View larger version (23K): [in a new window]   Fig. 6. Altered cell population in the ganglion cell layer of Brn3b–/– and Brn3b/Brn3c double mutant retinas. Six 200 x 200 µm images collected from three different retinas from each indicated genotype were scored for small (amacrine, blue) and large (RGC, green) nuclei. Ambiguous nuclei were counted and assigned equally to each category.

View larger version (91K): [in a new window]   Fig. 7. Anterograde-labeled optic chiasms from wild-type, Brn3b–/– and Brn3b/Brn3c-double mutant mice. At P2, DiI (red) was injected into the vitreous space of right eyes and DiASP (green) into left eyes. Images were collected with a confocal microscope at P3 through the visible thickness of the optic chiasms at 5 µm intervals. (A) Wild-type optic chiasm showing representative decussation. (B) Brn3b–/– optic chiasm showing highly abnormal crossing patterns. Optic nerves were thinner than those from wild-type and many axons were observed sprouting from the optic nerve and projecting to the ventral hypothalamus. (C) Brn3b/Brn3c double-mutant optic chiasm showing partially restored decussation. (D-F) Axons from the left eye of those shown in A-C to visualize the small portion of ipsilaterally projecting axons. Note the abnormally abundant ipsilateral axons in E and the absence of misrouted and ipsilateral axons in F.

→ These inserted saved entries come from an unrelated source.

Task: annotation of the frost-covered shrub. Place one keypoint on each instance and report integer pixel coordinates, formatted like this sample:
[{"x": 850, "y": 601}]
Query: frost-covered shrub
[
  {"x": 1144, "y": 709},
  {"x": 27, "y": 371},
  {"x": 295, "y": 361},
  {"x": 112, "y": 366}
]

View larger version (72K): [in a new window]   Fig. 8. Overexpression of HSV-GFPBrn3c in retinal explants. (A) HSV-GFP-Brn3c amplicon. The coding region of Brn3c was inserted between the XbaI and BamHI sites of the amplicon vector. GFP was driven by the CMV promoter, and Brn3c by the HSV IE4/5 promoter. The vector without the Brn3b insert served as a control. (B) Low-magnification view of a Brn3b–/– retinal explant infected with the HSV-GFP control amplicon. (C) An enlarged view of the peripheral region of the same sample as in B, showing a small number of abnormal neurites emanating from the tissue body. (D) Low-magnification view of a Brn3b–/– retinal explant infected with the HSV-GFP-Brn3c amplicon. (E) An enlarged view of the peripheral region of the same sample as in D showing a large number of neurites emanating from the tissue body. Inset shows branched structures (arrows).